El pontífice argentino dejó un legado que trasciende lo religioso: un llamado urgente a construir un sistema económico centrado en la dignidad humana y la justicia social. Su impulso a iniciativas como la Comisión del Jubileo refleja una visión estructural de los desafíos globales.
La muerte del papa Francisco marcó no solo el final de un pontificado singular, sino también el de una voz firme que interpeló a la economía mundial desde un lugar inusual: el de la moral colectiva. Jorge Mario Bergoglio, nacido en una Argentina golpeada por crisis económicas recurrentes, llevó al escenario global una preocupación que lo acompañó toda su vida: el drama de los sistemas que privilegian las ganancias por encima de la vida humana.
El artículo de los economistas Martín Guzmán y Joseph E. Stiglitz, publicado en medios internacionales tras su fallecimiento, recuerda cómo Francisco vio en la injusticia económica no solo una falla técnica, sino un síntoma de la pérdida de sentido ético en el orden mundial. La necesidad de repensar el rol de los mercados, las regulaciones, y la arquitectura financiera internacional fue una constante en su magisterio.
La encíclica Laudato Si’ (2015) fue uno de los hitos donde expuso su mirada sistémica: la crisis ambiental, social y económica son caras de un mismo modelo que explota a las personas y al planeta. Francisco denunció la «cultura del descarte» que transforma a seres humanos en residuos y llamó a una «conversión ecológica» profunda, que incluya la economía.
Durante la pandemia de COVID-19, su intervención para pedir una flexibilización de las patentes sobre las vacunas ante la Organización Mundial del Comercio demostró su compromiso con la equidad global en momentos críticos. Como recuerda Guzmán, Francisco priorizó la vida humana por encima de los intereses corporativos.
Pero su proyecto más ambicioso quizás haya sido la creación de la Comisión del Jubileo, una iniciativa para repensar el sistema de deuda soberana que asfixia a muchos países en desarrollo. Inspirado en la tradición bíblica del Jubileo —el perdón periódico de las deudas—, Francisco entendía que no se trataba de un gesto de caridad, sino de una reparación necesaria para restaurar la justicia.
La deuda externa, como alertaron informes recientes de organismos como la ONU y el Banco Mundial, se ha convertido en una trampa que impide a los países invertir en salud, educación e infraestructura. Para Francisco, esta realidad no era solo un problema técnico: era una violación al derecho de los pueblos a un desarrollo digno.

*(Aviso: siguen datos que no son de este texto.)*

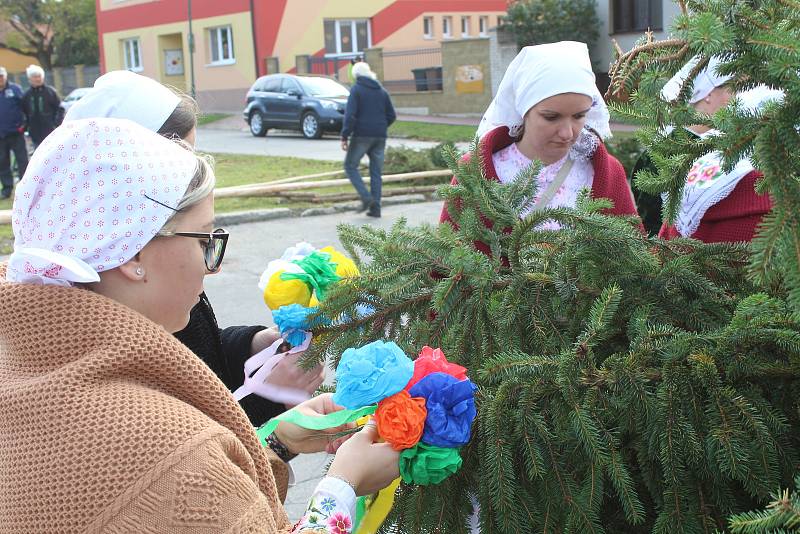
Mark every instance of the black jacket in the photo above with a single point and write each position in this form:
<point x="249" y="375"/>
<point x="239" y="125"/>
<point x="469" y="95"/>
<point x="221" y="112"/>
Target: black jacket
<point x="369" y="110"/>
<point x="42" y="109"/>
<point x="225" y="352"/>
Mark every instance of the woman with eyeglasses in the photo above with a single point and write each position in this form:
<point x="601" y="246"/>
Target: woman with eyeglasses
<point x="126" y="95"/>
<point x="109" y="423"/>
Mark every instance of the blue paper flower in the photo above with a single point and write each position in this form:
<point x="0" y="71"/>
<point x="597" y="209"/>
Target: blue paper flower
<point x="451" y="409"/>
<point x="371" y="373"/>
<point x="293" y="322"/>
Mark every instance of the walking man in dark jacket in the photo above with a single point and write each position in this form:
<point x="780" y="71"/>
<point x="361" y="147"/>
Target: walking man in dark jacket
<point x="12" y="126"/>
<point x="368" y="116"/>
<point x="41" y="104"/>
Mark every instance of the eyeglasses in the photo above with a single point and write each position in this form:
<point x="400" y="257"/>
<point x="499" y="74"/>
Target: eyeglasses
<point x="213" y="244"/>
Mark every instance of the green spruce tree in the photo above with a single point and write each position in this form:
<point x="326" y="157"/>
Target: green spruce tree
<point x="625" y="384"/>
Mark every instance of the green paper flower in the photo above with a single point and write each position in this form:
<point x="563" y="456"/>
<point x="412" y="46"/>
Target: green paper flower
<point x="319" y="272"/>
<point x="425" y="464"/>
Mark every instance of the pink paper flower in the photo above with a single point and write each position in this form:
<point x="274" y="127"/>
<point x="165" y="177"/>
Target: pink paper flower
<point x="339" y="523"/>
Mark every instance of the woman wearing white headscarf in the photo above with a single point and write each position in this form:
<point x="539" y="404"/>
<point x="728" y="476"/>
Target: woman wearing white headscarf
<point x="126" y="95"/>
<point x="109" y="423"/>
<point x="548" y="108"/>
<point x="717" y="206"/>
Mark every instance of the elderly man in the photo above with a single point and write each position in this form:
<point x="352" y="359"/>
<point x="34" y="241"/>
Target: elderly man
<point x="41" y="104"/>
<point x="12" y="126"/>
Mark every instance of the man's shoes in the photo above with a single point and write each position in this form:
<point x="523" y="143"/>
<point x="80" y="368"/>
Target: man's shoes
<point x="365" y="205"/>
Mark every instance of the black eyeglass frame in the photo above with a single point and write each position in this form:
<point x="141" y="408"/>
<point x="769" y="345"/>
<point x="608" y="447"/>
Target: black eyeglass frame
<point x="217" y="234"/>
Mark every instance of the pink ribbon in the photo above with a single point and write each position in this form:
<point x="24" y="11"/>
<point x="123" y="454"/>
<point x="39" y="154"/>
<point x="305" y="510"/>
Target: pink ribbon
<point x="257" y="369"/>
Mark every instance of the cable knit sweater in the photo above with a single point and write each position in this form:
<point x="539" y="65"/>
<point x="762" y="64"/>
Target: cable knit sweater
<point x="111" y="425"/>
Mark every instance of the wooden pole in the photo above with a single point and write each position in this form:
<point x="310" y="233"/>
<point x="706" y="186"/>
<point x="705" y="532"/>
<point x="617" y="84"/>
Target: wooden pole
<point x="258" y="190"/>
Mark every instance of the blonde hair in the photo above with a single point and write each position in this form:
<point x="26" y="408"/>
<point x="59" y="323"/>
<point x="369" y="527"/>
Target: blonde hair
<point x="201" y="185"/>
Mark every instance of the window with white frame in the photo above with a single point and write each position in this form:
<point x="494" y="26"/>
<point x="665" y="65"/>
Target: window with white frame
<point x="465" y="24"/>
<point x="447" y="27"/>
<point x="132" y="52"/>
<point x="221" y="43"/>
<point x="483" y="26"/>
<point x="427" y="27"/>
<point x="347" y="36"/>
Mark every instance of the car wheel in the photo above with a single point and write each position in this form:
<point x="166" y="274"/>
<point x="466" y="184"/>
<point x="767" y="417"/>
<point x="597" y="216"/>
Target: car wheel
<point x="257" y="126"/>
<point x="310" y="126"/>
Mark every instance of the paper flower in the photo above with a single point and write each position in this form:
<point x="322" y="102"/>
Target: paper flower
<point x="371" y="373"/>
<point x="345" y="267"/>
<point x="425" y="464"/>
<point x="317" y="271"/>
<point x="280" y="292"/>
<point x="433" y="361"/>
<point x="298" y="252"/>
<point x="292" y="320"/>
<point x="401" y="420"/>
<point x="451" y="409"/>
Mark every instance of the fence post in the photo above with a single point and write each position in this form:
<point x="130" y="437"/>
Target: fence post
<point x="302" y="64"/>
<point x="374" y="58"/>
<point x="79" y="79"/>
<point x="58" y="83"/>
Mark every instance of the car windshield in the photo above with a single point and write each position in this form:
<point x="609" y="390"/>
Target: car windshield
<point x="324" y="87"/>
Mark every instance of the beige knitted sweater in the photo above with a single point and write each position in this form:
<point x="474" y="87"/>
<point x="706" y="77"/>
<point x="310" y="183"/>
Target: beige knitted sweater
<point x="110" y="425"/>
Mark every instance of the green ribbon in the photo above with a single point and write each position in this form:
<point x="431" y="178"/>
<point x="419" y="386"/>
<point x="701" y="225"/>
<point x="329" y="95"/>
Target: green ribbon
<point x="313" y="422"/>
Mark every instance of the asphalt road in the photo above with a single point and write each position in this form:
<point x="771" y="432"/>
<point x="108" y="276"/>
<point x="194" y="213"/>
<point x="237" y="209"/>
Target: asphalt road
<point x="237" y="300"/>
<point x="235" y="141"/>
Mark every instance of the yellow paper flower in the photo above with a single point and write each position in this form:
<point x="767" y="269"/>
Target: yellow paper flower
<point x="345" y="267"/>
<point x="284" y="292"/>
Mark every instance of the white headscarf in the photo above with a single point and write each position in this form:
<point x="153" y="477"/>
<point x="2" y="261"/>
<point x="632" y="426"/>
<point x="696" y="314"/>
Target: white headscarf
<point x="94" y="194"/>
<point x="539" y="72"/>
<point x="126" y="95"/>
<point x="705" y="82"/>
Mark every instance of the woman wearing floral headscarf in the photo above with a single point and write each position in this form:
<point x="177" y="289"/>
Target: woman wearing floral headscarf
<point x="109" y="423"/>
<point x="126" y="95"/>
<point x="548" y="108"/>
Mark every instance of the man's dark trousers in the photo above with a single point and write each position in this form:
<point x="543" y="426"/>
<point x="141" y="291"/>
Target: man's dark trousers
<point x="374" y="148"/>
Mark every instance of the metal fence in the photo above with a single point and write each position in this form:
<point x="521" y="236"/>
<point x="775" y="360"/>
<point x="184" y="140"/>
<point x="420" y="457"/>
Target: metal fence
<point x="407" y="71"/>
<point x="63" y="79"/>
<point x="337" y="66"/>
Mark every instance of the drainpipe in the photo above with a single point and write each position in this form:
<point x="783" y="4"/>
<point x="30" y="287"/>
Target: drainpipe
<point x="191" y="50"/>
<point x="253" y="31"/>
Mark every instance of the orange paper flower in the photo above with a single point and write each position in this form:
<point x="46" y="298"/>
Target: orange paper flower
<point x="401" y="420"/>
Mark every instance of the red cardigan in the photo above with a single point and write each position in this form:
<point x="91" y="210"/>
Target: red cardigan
<point x="734" y="218"/>
<point x="610" y="180"/>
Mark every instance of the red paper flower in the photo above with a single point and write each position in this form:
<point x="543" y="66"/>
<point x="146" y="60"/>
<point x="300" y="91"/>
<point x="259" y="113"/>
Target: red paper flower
<point x="401" y="420"/>
<point x="433" y="361"/>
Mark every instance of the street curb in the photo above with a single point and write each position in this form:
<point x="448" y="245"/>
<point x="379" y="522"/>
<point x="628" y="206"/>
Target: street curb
<point x="243" y="217"/>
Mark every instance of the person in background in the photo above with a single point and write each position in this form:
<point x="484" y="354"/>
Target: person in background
<point x="716" y="206"/>
<point x="367" y="119"/>
<point x="12" y="133"/>
<point x="548" y="108"/>
<point x="41" y="104"/>
<point x="126" y="95"/>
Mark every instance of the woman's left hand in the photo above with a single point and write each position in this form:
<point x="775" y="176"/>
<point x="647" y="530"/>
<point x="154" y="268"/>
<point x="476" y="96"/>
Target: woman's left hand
<point x="302" y="440"/>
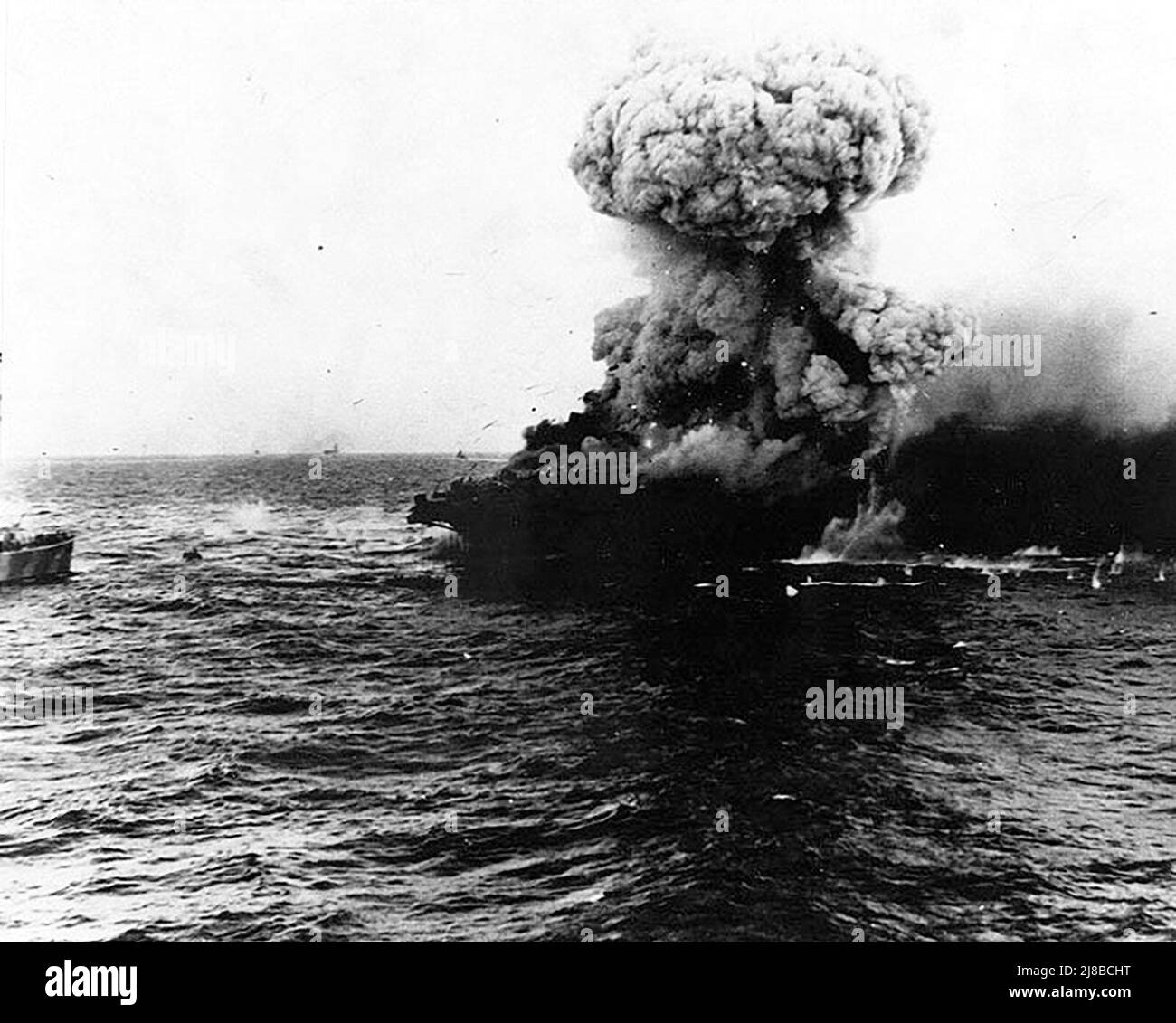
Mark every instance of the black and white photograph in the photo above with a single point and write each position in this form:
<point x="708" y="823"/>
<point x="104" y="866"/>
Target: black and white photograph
<point x="631" y="471"/>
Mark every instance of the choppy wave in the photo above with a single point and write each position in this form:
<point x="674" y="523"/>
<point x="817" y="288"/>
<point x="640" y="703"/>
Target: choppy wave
<point x="302" y="736"/>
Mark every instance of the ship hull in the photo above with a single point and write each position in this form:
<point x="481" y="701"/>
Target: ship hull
<point x="513" y="527"/>
<point x="35" y="564"/>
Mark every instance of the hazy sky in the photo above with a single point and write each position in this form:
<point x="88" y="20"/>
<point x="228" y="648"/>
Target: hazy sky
<point x="232" y="226"/>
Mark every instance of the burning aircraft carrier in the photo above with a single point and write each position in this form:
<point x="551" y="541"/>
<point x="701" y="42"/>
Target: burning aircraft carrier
<point x="763" y="376"/>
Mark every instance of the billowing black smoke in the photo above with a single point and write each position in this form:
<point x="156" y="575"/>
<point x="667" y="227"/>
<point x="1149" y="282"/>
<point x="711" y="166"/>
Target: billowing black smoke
<point x="761" y="360"/>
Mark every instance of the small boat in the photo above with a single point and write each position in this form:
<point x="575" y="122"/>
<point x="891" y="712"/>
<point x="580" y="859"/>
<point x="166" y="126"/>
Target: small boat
<point x="36" y="557"/>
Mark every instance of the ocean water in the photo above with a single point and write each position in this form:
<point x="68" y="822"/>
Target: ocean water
<point x="305" y="737"/>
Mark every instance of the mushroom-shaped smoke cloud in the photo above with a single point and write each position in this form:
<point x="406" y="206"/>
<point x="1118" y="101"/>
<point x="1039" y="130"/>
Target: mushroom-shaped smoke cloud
<point x="761" y="357"/>
<point x="748" y="152"/>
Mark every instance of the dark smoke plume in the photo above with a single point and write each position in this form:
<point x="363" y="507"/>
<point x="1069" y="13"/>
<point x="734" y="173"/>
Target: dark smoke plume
<point x="761" y="359"/>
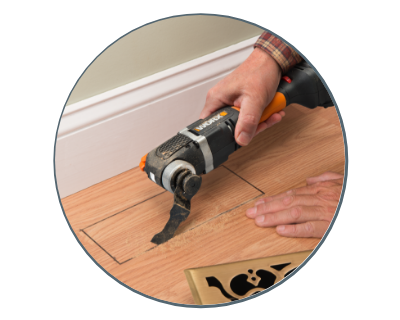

La Comisión del Jubileo, que presentará sus propuestas en el Vaticano este verano, apunta a reformas profundas. Entre ellas, se incluyen mecanismos más rápidos y transparentes de reestructuración de deuda, una mayor responsabilidad de los acreedores privados y un cambio en el rol de las instituciones multilaterales, que —como denunció el propio Francisco— a menudo actúan como defensoras de intereses creados más que como promotoras del bien común.
Analistas como Jeffrey Sachs, quien trabajó estrechamente con Francisco en foros internacionales, han destacado cómo el Papa supo poner en agenda temas silenciados, como la necesidad de democratizar las finanzas globales y repensar la gobernanza de organismos como el FMI y el Banco Mundial.
En definitiva, el legado económico de Francisco se resume en una premisa tan simple como profunda: la economía debe estar al servicio de las personas, no al revés. Esta visión no se limita a denuncias. A lo largo de su pontificado, impulsó acciones concretas, foros de diálogo y propuestas técnicas para caminar hacia un modelo más humano, inclusivo y sostenible.
La tarea que deja pendiente es inmensa. Pero también deja una hoja de ruta clara: enfrentar las injusticias estructurales no es opcional si se quiere construir un futuro donde la dignidad humana sea el centro y no la periferia del sistema económico global.
El desafío ahora es que su voz no quede como un eco piadoso en la historia, sino como un llamado urgente a la transformación.